Larry Clark vermeidet es bewusst, eine stringent verlaufende Geschichte zu erzählen, sein Film stellt vielmehr einen Tag im Leben einiger Jugendlichen dar. Er verzichtet diesmal allerdings darauf, gewollt zu schockieren und zu provozieren, sei es durch Sex oder Drogen. Zwar wird auch hier Sex thematisiert, dieser steht allerdings nicht so dermaßen im Vordergrund wie in anderen Werken des Filmemachers. Die Verwirklichung und Daseinsberechtigung der Protagonisten findet hier auf künstlerischer Ebene statt, nicht auf körperlicher.
Der Regisseur vermag wieder einmal die Perspektivlosigkeit der Jugend einzufangen, die – ob sie es wollen oder nicht – im Leben nie eine Chance haben werden. Clark setzt abermals auf Laiendarsteller, die den Film authentisch erscheinen lassen und auch die für Clark typische Bildsprache ist fester Bestandteil von „Wassup Rockers“. Die Bilder werden von rauem Punk-Rock untermalt, was zum einen die Situation der Figuren gut widerspiegelt und auch zu den zahlreichen Skate-Szenen passt.

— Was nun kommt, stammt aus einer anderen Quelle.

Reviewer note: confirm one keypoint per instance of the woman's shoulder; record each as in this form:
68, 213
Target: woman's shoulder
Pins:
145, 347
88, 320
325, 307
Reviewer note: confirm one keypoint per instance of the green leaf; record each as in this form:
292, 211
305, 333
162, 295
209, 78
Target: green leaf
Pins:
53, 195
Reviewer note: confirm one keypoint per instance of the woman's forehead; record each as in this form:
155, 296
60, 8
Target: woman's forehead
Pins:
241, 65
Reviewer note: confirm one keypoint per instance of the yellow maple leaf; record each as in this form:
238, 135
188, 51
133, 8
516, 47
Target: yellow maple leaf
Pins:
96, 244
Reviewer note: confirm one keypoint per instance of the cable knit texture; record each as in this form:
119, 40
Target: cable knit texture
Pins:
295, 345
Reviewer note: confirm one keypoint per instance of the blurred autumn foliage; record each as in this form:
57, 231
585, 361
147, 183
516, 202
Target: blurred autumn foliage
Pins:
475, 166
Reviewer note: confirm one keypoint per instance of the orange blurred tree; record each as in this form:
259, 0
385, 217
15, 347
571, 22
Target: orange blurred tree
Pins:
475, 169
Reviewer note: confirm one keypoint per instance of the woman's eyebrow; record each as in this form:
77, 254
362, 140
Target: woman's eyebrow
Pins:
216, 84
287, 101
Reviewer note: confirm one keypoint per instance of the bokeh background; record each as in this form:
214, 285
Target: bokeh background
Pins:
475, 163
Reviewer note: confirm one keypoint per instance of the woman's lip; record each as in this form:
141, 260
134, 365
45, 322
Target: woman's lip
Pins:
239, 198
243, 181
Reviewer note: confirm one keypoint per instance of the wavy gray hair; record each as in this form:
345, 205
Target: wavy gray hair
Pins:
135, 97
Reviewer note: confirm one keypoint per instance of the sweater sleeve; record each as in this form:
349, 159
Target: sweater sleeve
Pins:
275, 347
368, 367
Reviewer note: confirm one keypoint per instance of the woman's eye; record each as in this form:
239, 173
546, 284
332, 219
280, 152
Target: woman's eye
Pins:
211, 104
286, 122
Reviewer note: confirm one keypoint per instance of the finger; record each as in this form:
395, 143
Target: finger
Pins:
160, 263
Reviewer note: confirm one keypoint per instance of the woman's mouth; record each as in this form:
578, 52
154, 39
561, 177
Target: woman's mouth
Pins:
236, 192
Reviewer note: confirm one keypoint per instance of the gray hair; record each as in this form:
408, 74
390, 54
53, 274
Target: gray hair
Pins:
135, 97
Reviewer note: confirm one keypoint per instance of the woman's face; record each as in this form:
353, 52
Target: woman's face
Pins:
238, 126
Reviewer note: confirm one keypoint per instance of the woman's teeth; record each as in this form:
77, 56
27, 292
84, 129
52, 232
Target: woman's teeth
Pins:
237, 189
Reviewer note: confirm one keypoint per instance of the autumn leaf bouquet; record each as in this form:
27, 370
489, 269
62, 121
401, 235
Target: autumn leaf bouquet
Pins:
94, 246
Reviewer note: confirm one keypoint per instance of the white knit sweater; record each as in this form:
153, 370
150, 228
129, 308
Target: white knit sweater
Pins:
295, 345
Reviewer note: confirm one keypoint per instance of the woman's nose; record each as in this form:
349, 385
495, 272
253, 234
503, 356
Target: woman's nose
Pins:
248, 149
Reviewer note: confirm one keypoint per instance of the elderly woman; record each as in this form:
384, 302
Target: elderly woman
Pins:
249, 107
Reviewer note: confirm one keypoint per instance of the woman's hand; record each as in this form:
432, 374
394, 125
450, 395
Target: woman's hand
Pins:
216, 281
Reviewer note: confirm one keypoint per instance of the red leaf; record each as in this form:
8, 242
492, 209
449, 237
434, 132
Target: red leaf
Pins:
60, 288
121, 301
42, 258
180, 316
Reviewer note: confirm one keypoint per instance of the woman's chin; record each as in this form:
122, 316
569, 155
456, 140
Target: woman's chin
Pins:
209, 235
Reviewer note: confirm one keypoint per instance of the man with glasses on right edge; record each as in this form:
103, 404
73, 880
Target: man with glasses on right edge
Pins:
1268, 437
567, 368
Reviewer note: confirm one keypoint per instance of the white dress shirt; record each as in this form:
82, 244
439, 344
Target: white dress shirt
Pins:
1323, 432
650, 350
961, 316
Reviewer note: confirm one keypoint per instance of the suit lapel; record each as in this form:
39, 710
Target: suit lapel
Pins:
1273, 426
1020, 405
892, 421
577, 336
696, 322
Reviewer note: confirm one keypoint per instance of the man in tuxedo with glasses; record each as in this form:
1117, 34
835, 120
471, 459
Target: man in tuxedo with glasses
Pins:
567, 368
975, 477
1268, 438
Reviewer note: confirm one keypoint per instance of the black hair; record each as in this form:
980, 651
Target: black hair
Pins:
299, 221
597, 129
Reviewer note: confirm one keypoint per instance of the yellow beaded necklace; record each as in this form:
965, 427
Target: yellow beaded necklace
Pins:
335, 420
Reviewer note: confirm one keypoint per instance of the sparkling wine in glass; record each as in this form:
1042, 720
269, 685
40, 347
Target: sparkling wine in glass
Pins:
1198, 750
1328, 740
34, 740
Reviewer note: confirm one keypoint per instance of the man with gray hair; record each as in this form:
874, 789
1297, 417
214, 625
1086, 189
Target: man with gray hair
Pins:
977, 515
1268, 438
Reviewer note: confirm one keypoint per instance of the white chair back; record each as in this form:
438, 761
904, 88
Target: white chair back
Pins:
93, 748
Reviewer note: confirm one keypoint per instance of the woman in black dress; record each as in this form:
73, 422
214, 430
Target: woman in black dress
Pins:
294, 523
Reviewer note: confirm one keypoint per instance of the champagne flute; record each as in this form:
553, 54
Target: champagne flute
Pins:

Zu Beginn lebt der Film noch vom täglichen Umgang der verschiedenen Kulturen in South Central. Ein auf offener Straße erschossener Latino gehört am Anfang dazu, spielt für den weiteren Verlauf des Films jedoch keine Rolle. Clark bleibt jegliche Auflösung darüber schuldig. Als sich die Gruppe jedoch aus ihrer Umgebung nach Beverly Hills begibt, dreht Clark langsam auf und präsentiert seine Form der Gesellschaftskritik. Inmitten der Reichen und Schönen werden sie wie Kunstfiguren gehandelt, inmitten des irrealen wie aufgesetzten Glamours sind sie jedoch die einzig authentischen in Clarks Film.
In diesen Szenen weiß „Wassup Rockers“ seine Stärke vollends auszuspielen, der Besuch einer avantgardistischen Künstler-Party oder aber das tragisch endende überqueren des Grundstücks eines Schauspielers, der ohne Gefühlsregung einen der Jungen von hinten erschießt und dies mit Hilfe der Polizei ohne Probleme vertuschen kann, offenbart die Intention von Clark. Es gibt keinen Ausweg aus dem Nichts. Auch „Wassup Rockers“ ist kein allzu positiver Film, im Gegensatz zu seinen anderen Werken aber definitiv leichter zu verdauen. Zugunsten einer deprimierenden Grundstimmung verzichtet Clark auf die große Provokation, die er sonst so liebt. Sicherlich einer seiner besten Filme.